Findings address the core question by demonstrating that recurrent architectures better match human AGL behavior than feedforward networks across grammar complexity levels and training dynamics, particularly when training examples are limited to human-like exposure. The temporal learning curves and sequence-length effects of RR networks mirror human patterns, suggesting that recursion and temporal dependency modeling are central to human grammar learning. The exception (Regular Grammar B) aligns with the idea that more complex or less explicit grammars may be learned implicitly, where FF architectures can approximate human performance. The extended analysis over 10 regular grammars shows RR advantages are most pronounced for simpler, more explicitly learnable grammars, supporting a mapping between RR and explicit processes, and FF and implicit processes, paralleling feedforward vs recurrent distinctions in visual cognition. The study emphasizes the importance of fair, matched training regimes for human–model comparisons and highlights learning rate as a critical parameter for RR performance.

Recurrent neural networks more closely reproduce human behavior in artificial grammar learning than feedforward networks, regardless of the grammar’s level in the Chomsky hierarchy, when trained on human-comparable numbers of examples. Across ten regular grammars, RR superiority is greatest for simpler grammars—those more likely to be learned explicitly—supporting the hypothesis that explicit knowledge is best modeled by recurrent architectures, while FF may capture implicit dynamics. The results endorse recursion as a key component in cognitive language processes. Future work should extend to more ecological grammars, explore neuroimaging to link computational and neural dynamics, and examine broader architectures (e.g., gated RNNs) with carefully controlled training to further validate these conclusions.

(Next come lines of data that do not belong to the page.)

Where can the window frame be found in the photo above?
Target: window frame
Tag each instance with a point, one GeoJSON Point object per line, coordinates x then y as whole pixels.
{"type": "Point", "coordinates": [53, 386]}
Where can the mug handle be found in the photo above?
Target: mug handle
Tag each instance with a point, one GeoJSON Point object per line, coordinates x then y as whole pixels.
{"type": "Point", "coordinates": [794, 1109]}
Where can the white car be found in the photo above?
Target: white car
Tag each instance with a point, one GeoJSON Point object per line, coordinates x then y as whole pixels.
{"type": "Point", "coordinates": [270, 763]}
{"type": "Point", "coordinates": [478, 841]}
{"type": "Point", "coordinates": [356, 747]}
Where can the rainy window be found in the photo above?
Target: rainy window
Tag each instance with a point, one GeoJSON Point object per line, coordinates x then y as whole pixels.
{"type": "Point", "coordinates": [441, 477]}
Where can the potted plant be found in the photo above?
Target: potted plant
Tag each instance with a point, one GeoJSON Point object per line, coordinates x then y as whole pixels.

- Training regimes were limited to ~500 examples and a single epoch (batch size 15), which, while matching human exposure, may undertrain certain architectures (e.g., LSTMs). - Architectures were restricted to fully connected FF and simple fully recurrent layers; gated or convolutional/residual variants might mitigate issues like vanishing gradients and handle longer dependencies better. - Parameter searches, while systematic (layers and learning rates across four parameter-count regimes), did not exhaustively explore all hyperparameters (e.g., neuron counts per layer, regularization, optimizers beyond SGD/RMSprop). - The Chomsky hierarchy does not fully capture cognitive complexity; results may not generalize to natural languages and more ecological grammars. - Sample sizes per grammar (n=11–15) are modest; explicit/memory blocks had only 20 trials each. - RTs were not modeled by the networks; only accuracy was compared. - The human design combined training and testing, which facilitates learning-curve comparison but differs from classic two-phase AGL designs.